First, I’m going to point out that if January 6th was an insurrection, it was the most poorly planned case of one in the history of man.
You’ve got a group that has a butt-ton of guns and not a single person brought one for this supposed attempt to overthrow the United States government.
The only person shot, after all, was a part of the supposed insurrectionists.
Yet an op-ed at USA Today seeks to create a link between January 6th and another such incident.
First, let’s start with the headline since that’s all a lot of people bother to read. It pops off, “Could Jan. 6 insurrection happen again? Weak US gun laws are a threat to our democracy.”
Again, there weren’t guns at January 6th. Despite the crowd having more guns than the Capitol Police, no one seems to have brought one.
But I think we can all see where this is going. The author is invoking the specter of insurrection to try and make a case for gun control.
Let’s look and see.
Three years after the harrowing events of Jan. 6. 2021, echoes of the Capitol insurrection continue to reverberate through our democracy. Today, dangerous rhetoric is spreading similar sentiments that instigated one of the darkest days in our nation’s history.
Former President Donald Trump, the Republican Party’s leading candidate for the 2024 presidential nomination, has urged his supporters to “guard the vote.” We’ve already seen the consequences of similar rhetoric play out when armed vigilantes stood watch at Arizona polls in 2022.
These are not isolated incidents, either. More than half of experts in a comprehensive 2023 survey by Protect Democracy and the SNF Agora Institute at Johns Hopkins University said the effects of political violence on our elections is leading to a significant erosion of democracy in the United States.

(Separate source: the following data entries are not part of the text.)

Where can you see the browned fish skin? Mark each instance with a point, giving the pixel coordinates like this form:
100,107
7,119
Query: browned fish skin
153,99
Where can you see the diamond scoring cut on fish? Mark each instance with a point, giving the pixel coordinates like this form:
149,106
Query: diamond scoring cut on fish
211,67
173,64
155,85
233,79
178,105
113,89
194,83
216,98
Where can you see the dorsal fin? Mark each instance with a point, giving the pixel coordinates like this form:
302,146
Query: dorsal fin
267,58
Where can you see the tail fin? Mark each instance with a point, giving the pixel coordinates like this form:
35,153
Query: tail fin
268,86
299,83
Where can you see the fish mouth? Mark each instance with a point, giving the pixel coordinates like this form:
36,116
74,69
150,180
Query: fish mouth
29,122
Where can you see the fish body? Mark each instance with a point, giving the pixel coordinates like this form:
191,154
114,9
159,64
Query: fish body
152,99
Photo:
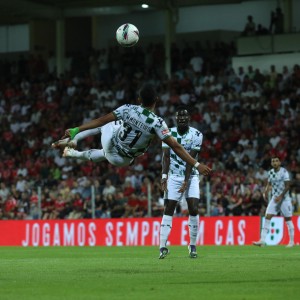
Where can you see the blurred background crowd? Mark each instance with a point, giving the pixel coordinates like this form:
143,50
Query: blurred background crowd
244,115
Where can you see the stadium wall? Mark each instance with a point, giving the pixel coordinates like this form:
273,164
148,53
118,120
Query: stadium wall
140,232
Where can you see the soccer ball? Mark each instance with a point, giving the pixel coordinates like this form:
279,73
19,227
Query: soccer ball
127,35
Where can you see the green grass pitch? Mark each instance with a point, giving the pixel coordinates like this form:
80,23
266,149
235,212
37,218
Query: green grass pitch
224,272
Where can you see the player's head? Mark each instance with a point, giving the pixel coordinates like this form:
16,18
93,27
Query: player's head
182,118
275,162
147,95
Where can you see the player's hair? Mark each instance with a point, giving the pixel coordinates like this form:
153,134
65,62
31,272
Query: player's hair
182,107
147,95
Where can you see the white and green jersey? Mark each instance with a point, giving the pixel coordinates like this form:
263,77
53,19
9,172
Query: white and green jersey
191,140
277,180
139,127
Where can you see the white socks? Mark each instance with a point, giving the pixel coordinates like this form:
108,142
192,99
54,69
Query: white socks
290,226
165,229
166,226
265,230
193,223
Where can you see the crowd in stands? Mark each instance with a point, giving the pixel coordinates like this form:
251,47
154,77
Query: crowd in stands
245,116
276,25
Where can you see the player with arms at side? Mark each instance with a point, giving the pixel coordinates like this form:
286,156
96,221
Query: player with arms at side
122,143
279,185
180,180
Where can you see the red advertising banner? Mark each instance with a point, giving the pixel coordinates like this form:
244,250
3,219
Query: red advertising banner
132,232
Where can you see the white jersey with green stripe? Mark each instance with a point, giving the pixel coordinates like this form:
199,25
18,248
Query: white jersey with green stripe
191,140
139,127
277,181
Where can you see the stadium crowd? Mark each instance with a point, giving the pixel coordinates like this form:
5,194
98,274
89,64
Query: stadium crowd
245,117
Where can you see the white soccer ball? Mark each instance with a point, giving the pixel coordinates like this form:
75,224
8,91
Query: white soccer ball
127,35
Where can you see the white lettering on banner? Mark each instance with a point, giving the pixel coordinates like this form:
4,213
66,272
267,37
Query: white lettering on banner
56,235
184,231
109,239
218,238
200,235
27,234
69,235
132,234
145,231
35,234
230,235
155,233
241,236
81,234
46,234
92,237
119,233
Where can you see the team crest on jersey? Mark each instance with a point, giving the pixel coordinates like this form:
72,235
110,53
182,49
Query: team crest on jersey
275,234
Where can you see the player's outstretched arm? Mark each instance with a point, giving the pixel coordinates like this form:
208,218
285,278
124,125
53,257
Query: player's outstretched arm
184,155
71,132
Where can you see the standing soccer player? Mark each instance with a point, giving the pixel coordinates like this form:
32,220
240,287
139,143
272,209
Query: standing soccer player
123,142
279,185
180,180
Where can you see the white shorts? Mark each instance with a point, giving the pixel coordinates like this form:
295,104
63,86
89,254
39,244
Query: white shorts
174,184
285,207
110,151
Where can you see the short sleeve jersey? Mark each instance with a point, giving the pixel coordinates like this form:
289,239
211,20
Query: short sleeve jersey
277,180
139,127
191,140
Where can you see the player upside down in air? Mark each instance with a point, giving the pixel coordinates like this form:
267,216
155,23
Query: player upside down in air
124,141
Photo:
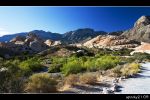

It is not too late to heed their warnings. As we enter a consequential election year, it is imperative that we take decisive steps to protect public health and civil rights by safeguarding the spaces sacred to the political process.
Central to this effort, and often overlooked, is the need to strengthen our nation’s disjointed gun laws. Policymakers have tools at their disposal to protect Americans and our democracy. They just need to act on them.
I knew it.
Again, let’s not forget that guns weren’t part of January 6th. If they had been and if the mob had been the violent insurrectionists they’ve been painted as, I’m not sure many lawmakers would have survived.
Instead, people took selfies.
Interestingly, for all this fear of democracy being undermined, the author doesn’t seem worried about candidates being removed from ballots despite not having been convicted of anything.
The focus on protecting democracy must start with limiting the public carry of firearms, especially in locations where political participation occurs. Seeing a firearm in a polling place, legislative building or at political protest is inherently threatening. It puts everyone on notice that their life could be ended in an instant.
No, it’s not inherently anything. It’s a gun. It’s not a magical artifact with a will of its own. If someone is that terrified, maybe the answer is for them to carry a gun themselves.
Evidence from the Armed Conflict Location & Event Data Project and Everytown for Gun Safety suggests that protests are 6.5 times more likely to be violent when guns are present, which can dissuade people from practicing their First Amendment rights.
Yeah, Everytown doesn’t have an anti-gun agenda. There’s absolutely no chance they might have presented things in a way that would benefit their organizational goals, now is there?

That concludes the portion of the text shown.